Some lawmakers had hoped Congress would be able to push the White House to provide clarity on the Trump-Putin meeting, which lasted more than 90 minutes. That included efforts to compel testimony from the only other American in the meeting: interpreter Marina Gross, whose translation notes could amount to the only American record of the talks.
But Republican lawmakers said Thursday that it’s “not appropriate” to subpoena Gross, a State Department employee.
“We looked into it deeply in our office … I’m sorry,” Sen. Bob Corker told reporters on Capitol Hill. “I know you guys will probably give me hell over it.”
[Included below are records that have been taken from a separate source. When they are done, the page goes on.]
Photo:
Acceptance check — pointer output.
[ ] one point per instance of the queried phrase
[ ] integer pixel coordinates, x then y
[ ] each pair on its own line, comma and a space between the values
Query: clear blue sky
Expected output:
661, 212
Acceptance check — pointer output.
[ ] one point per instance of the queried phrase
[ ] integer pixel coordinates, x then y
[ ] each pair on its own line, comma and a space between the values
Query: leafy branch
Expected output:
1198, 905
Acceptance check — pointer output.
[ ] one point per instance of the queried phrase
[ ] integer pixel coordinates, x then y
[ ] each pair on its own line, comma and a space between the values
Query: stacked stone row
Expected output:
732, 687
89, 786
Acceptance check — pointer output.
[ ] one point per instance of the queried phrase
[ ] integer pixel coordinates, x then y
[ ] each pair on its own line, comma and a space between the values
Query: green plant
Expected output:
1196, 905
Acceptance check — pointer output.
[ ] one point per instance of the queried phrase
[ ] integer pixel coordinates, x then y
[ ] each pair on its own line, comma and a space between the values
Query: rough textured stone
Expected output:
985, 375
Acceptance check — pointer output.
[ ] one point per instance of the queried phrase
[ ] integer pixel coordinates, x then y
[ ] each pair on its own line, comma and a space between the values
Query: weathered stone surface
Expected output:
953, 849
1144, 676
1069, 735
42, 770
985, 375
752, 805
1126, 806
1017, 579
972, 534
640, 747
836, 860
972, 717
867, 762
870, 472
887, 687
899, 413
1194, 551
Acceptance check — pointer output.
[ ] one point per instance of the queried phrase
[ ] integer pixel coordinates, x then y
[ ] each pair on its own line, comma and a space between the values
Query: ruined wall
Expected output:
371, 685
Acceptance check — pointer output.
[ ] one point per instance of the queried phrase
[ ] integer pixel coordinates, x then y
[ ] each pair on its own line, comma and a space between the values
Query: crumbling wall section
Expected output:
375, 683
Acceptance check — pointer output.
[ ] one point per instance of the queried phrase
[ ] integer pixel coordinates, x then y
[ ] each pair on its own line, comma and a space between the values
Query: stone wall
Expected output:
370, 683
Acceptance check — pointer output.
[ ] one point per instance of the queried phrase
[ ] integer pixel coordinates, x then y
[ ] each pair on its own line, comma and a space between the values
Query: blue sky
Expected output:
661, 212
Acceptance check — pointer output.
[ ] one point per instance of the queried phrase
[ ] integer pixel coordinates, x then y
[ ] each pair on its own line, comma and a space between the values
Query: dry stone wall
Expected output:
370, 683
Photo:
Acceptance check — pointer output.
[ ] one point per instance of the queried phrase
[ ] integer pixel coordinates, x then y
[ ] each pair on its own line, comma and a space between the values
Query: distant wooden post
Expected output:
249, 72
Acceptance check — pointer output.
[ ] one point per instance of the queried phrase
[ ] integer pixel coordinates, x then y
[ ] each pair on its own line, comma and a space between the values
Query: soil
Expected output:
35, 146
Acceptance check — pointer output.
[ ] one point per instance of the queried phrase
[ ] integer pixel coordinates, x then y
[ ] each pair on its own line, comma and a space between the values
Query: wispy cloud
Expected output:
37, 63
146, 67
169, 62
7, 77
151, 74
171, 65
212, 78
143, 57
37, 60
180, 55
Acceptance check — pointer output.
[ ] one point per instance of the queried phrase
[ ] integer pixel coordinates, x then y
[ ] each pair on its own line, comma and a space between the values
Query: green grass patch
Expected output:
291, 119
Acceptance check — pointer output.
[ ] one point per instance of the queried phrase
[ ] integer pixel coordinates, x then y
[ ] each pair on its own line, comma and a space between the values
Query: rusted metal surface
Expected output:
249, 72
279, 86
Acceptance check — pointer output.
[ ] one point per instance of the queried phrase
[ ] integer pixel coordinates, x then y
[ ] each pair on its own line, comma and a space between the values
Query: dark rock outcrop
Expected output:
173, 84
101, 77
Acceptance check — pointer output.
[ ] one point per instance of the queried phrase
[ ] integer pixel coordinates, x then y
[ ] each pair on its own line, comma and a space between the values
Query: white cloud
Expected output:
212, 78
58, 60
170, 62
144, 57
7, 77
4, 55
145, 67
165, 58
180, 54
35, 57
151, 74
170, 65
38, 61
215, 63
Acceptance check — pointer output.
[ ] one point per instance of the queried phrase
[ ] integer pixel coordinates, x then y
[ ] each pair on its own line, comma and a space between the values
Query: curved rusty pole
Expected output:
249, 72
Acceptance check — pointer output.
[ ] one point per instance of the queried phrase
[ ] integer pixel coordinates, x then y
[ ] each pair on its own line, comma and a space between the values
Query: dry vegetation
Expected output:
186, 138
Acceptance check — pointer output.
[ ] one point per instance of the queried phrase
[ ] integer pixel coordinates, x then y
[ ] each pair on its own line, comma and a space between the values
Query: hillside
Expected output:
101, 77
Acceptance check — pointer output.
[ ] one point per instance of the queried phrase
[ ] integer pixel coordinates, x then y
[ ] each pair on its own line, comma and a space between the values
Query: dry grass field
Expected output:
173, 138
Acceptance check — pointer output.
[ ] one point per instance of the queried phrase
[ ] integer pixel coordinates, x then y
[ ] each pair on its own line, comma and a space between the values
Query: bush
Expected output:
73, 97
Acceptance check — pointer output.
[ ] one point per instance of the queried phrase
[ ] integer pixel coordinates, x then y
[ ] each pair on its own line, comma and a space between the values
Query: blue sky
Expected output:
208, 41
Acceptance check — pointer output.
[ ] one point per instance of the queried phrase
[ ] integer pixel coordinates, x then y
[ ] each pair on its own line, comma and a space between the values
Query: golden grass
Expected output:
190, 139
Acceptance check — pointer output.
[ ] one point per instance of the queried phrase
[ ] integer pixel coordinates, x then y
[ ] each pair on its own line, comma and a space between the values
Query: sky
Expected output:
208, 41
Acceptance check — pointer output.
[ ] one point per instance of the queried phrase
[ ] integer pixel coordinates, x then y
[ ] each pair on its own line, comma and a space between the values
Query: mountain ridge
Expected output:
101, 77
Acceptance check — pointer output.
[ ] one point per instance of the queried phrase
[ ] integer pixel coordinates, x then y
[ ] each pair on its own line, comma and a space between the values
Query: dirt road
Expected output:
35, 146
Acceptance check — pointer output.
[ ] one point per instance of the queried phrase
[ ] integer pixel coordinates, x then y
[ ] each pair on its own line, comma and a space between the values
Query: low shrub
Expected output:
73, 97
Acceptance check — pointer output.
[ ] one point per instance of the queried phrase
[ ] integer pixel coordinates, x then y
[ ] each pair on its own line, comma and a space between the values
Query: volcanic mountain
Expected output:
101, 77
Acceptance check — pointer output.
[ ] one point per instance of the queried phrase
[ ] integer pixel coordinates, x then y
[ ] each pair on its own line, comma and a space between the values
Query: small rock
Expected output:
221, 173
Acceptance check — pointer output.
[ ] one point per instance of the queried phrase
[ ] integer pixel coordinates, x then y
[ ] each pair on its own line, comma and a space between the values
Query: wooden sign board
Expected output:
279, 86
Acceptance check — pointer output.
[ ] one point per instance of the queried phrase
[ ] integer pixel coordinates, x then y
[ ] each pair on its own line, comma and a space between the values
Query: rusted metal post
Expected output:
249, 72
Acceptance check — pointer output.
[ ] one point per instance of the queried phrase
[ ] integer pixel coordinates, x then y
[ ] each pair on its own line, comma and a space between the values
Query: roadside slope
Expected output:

Corker, the chairman of the Senate Foreign Relations Committee, continued: “I know in this particular case, the person was a direct employee, but if we are going to start getting translator’s notes, I think we are moving to a precedent that — unless some crime has been committed — is unprecedented and just not appropriate.”
Even if Gross were to provide her notes to lawmakers, they are unlikely to comprise a full accounting of the meeting. Professional interpreters aren’t responsible for documenting meetings for posterity; their notes are intended to assist in translation rather than after-the-fact fact-checking.
The threats from lawmakers to subpoena the interpreter formed just a portion of the onslaught from lawmakers facing Shahira Knight, the incoming White House legislative director.
The outgoing legislative chief, Marc Short, is preparing to leave on Friday and is transitioning his responsibilities this week to Knight. The upheaval on Capitol Hill over Helsinki is coming at a time when the legislative shop is “in limbo,” a White House aide said.
Kelly and Vice President Mike Pence have fielded many of the calls from lawmakers and Trump allies concerned about the controversy. The President has been taking calls as well; he spoke multiple times with Sen. Rand Paul, R-Kentucky, before coming out on Tuesday with his claim to have misspoken, a person familiar with their conversations said.
One of Knight’s first major tasks may be to decide how the White House will handle Russia-related legislation lawmakers are considering as possible responses to the Helsinki mess. A White House aide said officials are having internal talks on what to do about potential bills as some gain momentum.